Setahun sebelumnya, pada satu acara persis seperti di luar Toserba Safeway itu. seorang pria digelandang polisi karena membawa pistol yang tak sengaja jatuh dari saku bajunya. Kemungkinan senjata itu dipakai untuk menembak Giffords.

Perempuan kelahiran Tucson dan berputra dua ini menjadi anggota DPR pada Januari 2007 setelah kampanyenya yang prokontrol imigrasi, riset sel induk dan proaborsi.

Giffords adalah salah seorang dari 10 kader Demokrat di Kongres yang menjadi sasaran kekerasan setelah mereka mendukung reformasi layanan kesehatan.

Dia dipilih kembali untuk masa jabatannya yang ketiga November lalu dengan selisih suara yang tipis dari calon dukungan Tea Party, Jesse Kelly.

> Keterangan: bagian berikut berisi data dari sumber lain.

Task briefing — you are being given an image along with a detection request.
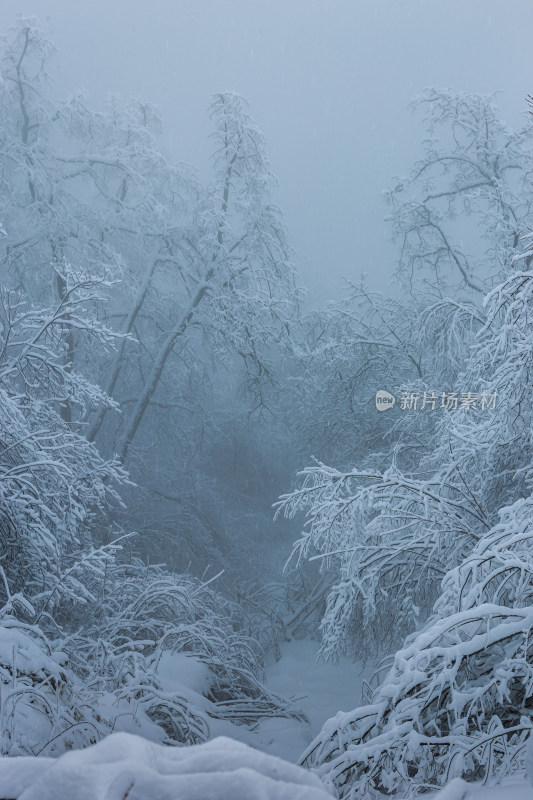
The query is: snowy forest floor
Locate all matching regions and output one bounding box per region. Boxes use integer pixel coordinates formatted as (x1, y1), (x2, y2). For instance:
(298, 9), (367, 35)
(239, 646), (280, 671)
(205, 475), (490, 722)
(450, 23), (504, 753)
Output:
(201, 639), (373, 763)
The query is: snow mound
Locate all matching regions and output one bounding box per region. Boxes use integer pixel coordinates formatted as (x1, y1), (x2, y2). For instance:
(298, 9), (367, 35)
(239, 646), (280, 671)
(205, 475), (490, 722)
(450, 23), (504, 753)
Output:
(0, 733), (331, 800)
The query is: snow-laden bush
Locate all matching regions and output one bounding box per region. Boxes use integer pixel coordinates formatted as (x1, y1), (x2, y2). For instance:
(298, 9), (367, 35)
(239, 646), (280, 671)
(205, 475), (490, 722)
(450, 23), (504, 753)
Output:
(280, 256), (533, 797)
(0, 733), (331, 800)
(303, 498), (533, 797)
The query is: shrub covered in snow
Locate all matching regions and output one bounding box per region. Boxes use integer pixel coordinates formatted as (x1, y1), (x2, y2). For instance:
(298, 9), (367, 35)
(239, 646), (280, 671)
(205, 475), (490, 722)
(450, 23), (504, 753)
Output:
(0, 733), (331, 800)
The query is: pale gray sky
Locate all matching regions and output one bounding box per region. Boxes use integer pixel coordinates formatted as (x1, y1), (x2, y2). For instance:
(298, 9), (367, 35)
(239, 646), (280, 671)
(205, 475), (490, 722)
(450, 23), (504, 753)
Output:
(0, 0), (533, 300)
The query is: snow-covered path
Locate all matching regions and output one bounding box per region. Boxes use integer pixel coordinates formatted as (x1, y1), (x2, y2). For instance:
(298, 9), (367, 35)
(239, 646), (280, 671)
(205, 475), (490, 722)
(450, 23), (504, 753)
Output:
(251, 639), (372, 762)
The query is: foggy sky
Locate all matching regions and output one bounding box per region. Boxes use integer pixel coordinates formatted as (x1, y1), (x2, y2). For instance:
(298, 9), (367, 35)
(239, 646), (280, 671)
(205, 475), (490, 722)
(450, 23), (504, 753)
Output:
(0, 0), (533, 303)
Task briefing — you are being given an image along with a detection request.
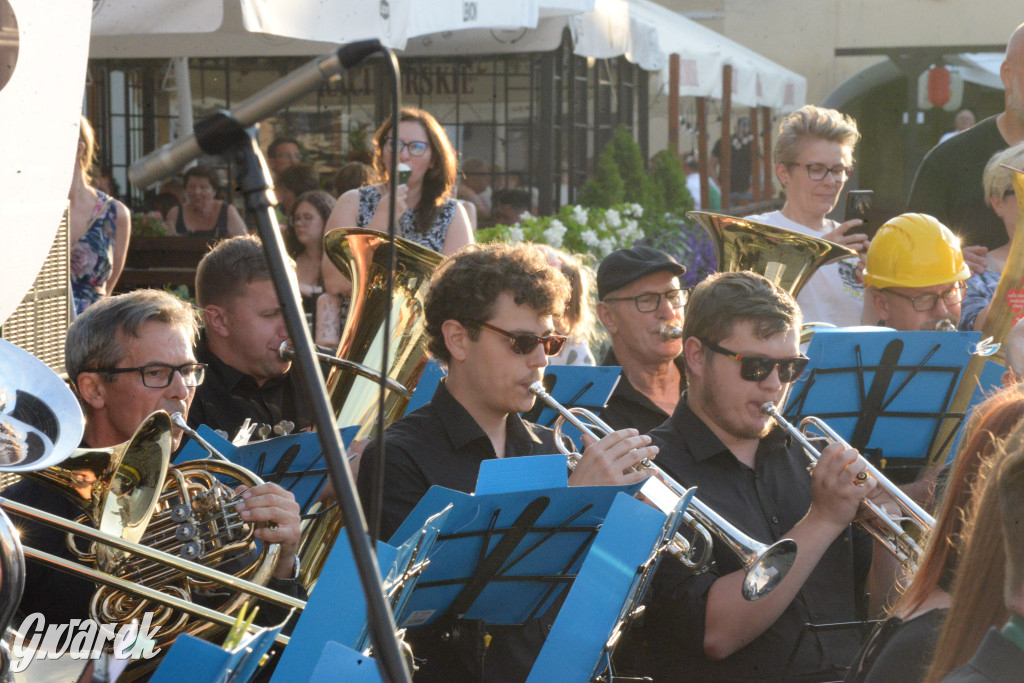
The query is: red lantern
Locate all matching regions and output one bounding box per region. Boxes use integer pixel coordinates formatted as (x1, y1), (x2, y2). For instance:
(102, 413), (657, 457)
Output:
(928, 67), (952, 106)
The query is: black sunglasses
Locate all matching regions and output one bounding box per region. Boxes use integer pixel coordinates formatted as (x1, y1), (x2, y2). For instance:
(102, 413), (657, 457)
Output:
(477, 323), (567, 355)
(700, 340), (810, 382)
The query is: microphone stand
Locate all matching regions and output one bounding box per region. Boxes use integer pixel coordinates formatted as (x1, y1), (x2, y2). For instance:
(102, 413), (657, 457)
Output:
(196, 109), (410, 681)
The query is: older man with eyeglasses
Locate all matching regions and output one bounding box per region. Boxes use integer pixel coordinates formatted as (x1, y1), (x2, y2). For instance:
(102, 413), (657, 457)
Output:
(597, 246), (686, 434)
(864, 213), (971, 332)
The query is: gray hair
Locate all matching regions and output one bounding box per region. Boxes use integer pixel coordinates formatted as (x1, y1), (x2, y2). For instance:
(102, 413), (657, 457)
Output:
(774, 104), (860, 164)
(981, 142), (1024, 204)
(65, 290), (199, 386)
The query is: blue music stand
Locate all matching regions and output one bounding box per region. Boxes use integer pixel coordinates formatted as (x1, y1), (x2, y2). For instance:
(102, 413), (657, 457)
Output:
(783, 327), (1002, 483)
(406, 360), (623, 444)
(174, 425), (357, 514)
(150, 627), (281, 683)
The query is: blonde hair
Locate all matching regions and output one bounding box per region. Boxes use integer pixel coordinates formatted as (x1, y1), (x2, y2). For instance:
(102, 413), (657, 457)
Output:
(981, 142), (1024, 204)
(78, 116), (96, 185)
(774, 104), (860, 164)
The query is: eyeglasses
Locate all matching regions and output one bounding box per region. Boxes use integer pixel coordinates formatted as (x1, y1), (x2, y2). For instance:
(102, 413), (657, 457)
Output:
(882, 283), (967, 313)
(700, 340), (810, 383)
(786, 162), (853, 182)
(478, 323), (567, 355)
(604, 290), (689, 313)
(88, 362), (206, 389)
(384, 137), (430, 157)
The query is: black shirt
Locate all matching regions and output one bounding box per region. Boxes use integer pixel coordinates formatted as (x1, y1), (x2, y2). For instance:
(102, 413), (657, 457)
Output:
(645, 394), (871, 681)
(598, 349), (686, 434)
(188, 332), (321, 438)
(844, 607), (948, 683)
(942, 626), (1024, 683)
(358, 381), (561, 683)
(906, 117), (1009, 249)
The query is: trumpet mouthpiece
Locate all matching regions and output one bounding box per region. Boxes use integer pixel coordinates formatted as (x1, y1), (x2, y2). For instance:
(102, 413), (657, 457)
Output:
(657, 323), (683, 341)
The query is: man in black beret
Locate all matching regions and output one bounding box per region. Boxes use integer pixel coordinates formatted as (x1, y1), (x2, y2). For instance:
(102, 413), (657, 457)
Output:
(597, 246), (686, 434)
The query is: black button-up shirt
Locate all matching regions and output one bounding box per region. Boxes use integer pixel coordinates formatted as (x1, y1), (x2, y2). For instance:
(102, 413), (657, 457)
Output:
(358, 382), (561, 683)
(358, 382), (558, 542)
(645, 394), (871, 681)
(188, 332), (312, 438)
(598, 349), (686, 434)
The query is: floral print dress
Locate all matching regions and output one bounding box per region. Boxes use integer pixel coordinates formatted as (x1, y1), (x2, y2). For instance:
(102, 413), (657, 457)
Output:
(71, 189), (118, 314)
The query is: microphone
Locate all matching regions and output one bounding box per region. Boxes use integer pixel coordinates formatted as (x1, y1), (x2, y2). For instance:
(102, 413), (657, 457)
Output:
(128, 39), (383, 188)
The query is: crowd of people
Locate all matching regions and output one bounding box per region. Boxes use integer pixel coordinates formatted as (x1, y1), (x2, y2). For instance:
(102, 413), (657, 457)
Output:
(25, 18), (1024, 681)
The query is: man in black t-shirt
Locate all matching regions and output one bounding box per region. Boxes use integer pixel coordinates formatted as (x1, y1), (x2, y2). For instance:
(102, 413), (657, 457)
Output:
(358, 244), (656, 681)
(188, 236), (311, 438)
(906, 24), (1024, 249)
(597, 246), (686, 434)
(643, 272), (877, 681)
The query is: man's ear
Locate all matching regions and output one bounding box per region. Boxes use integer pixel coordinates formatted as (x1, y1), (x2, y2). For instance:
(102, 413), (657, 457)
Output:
(597, 301), (618, 335)
(203, 304), (230, 337)
(683, 337), (708, 377)
(75, 372), (106, 410)
(871, 288), (889, 325)
(441, 319), (473, 361)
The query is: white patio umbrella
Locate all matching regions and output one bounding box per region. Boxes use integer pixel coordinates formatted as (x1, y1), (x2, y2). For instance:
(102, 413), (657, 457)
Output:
(0, 0), (92, 325)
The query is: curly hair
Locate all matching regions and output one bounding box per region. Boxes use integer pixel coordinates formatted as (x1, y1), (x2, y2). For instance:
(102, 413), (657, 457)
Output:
(374, 106), (459, 235)
(683, 270), (803, 344)
(424, 244), (569, 364)
(774, 104), (860, 164)
(284, 189), (337, 258)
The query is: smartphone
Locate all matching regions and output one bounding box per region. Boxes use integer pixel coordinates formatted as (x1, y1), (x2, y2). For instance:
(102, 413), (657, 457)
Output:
(843, 189), (874, 239)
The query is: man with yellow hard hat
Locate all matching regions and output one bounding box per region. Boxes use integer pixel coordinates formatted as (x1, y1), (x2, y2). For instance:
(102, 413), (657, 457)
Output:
(863, 213), (971, 332)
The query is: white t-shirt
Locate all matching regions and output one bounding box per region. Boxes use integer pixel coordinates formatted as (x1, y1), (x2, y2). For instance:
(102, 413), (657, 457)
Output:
(746, 211), (864, 328)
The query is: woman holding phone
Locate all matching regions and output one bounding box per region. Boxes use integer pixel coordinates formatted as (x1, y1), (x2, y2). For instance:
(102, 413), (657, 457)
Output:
(316, 106), (473, 346)
(748, 104), (868, 327)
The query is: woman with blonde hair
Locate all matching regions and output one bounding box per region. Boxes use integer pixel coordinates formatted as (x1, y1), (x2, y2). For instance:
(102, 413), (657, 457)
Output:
(748, 104), (867, 327)
(845, 385), (1024, 683)
(68, 117), (131, 315)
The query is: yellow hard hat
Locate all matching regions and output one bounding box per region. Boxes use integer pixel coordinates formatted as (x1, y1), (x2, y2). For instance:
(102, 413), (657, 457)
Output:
(864, 213), (971, 289)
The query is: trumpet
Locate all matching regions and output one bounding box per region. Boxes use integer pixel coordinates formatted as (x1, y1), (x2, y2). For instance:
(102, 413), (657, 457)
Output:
(761, 401), (935, 571)
(278, 341), (413, 398)
(657, 321), (683, 341)
(529, 382), (797, 601)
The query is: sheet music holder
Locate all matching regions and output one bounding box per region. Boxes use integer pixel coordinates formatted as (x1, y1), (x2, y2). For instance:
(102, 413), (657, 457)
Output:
(271, 510), (449, 683)
(783, 327), (1002, 483)
(406, 359), (623, 445)
(180, 425), (357, 514)
(392, 456), (639, 628)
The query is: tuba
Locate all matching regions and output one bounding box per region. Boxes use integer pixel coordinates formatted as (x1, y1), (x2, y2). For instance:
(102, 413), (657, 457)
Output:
(299, 227), (444, 586)
(686, 211), (857, 298)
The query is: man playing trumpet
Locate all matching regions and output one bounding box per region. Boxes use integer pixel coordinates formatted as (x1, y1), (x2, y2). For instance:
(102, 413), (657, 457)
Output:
(643, 272), (877, 681)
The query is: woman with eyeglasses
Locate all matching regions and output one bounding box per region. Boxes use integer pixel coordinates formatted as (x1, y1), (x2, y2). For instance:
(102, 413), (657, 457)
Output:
(959, 143), (1024, 330)
(316, 106), (473, 345)
(285, 191), (335, 325)
(748, 104), (867, 327)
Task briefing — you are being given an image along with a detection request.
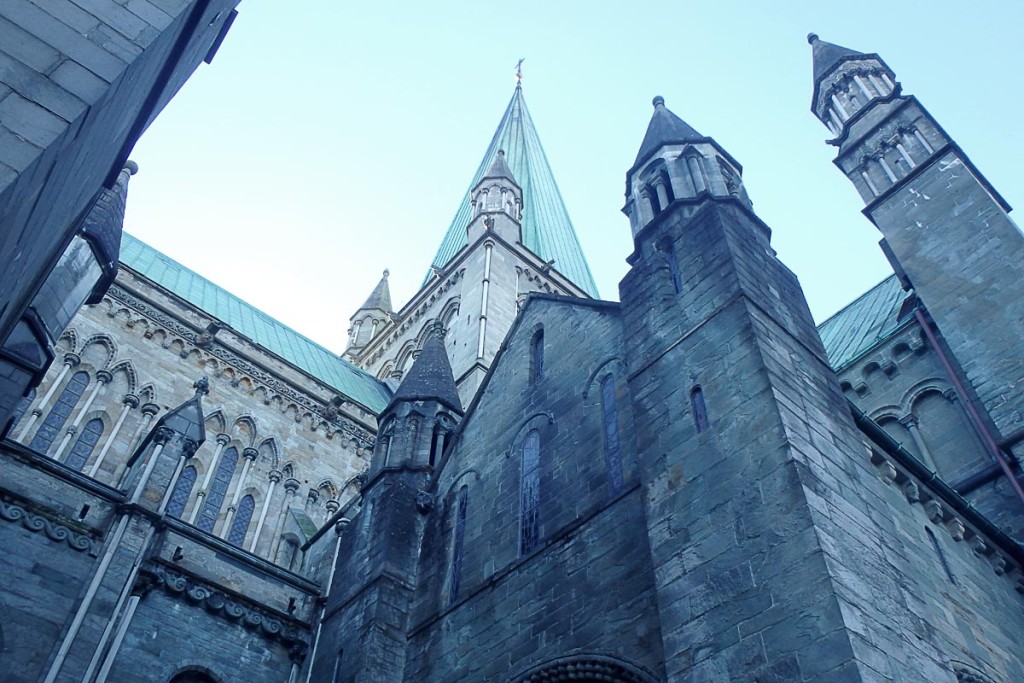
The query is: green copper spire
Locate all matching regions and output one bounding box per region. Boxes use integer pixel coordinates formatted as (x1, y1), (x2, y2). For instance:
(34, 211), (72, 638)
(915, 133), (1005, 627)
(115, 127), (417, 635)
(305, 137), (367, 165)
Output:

Perempuan ini dinikahi Mark Kelly, veteran Perang Teluk yang menjadi astronot dan akan mengomandani misi terakhir pesawat ulang alik Endeavour musim panas nanti.

Di DPR, Giffords mengepalai Subkomisi Ruang Angkasa dan Aernotika, sekaligus anggota Komisi Sains, Teknologi, dan Persenjataan. Dia merupakan perempuan Yahudi pertama Arizona yang menjadi anggota Kongres dan perempuan ketiga Arizona yang terpilih lagi menjadi anggota DPR.

Terbelah

Giffords adalah bintang politik baru Partai Demokrat sejak menjadi anggota Kongres lima tahun lalu (wakil rakyat AS dipilih tiap dua tahun).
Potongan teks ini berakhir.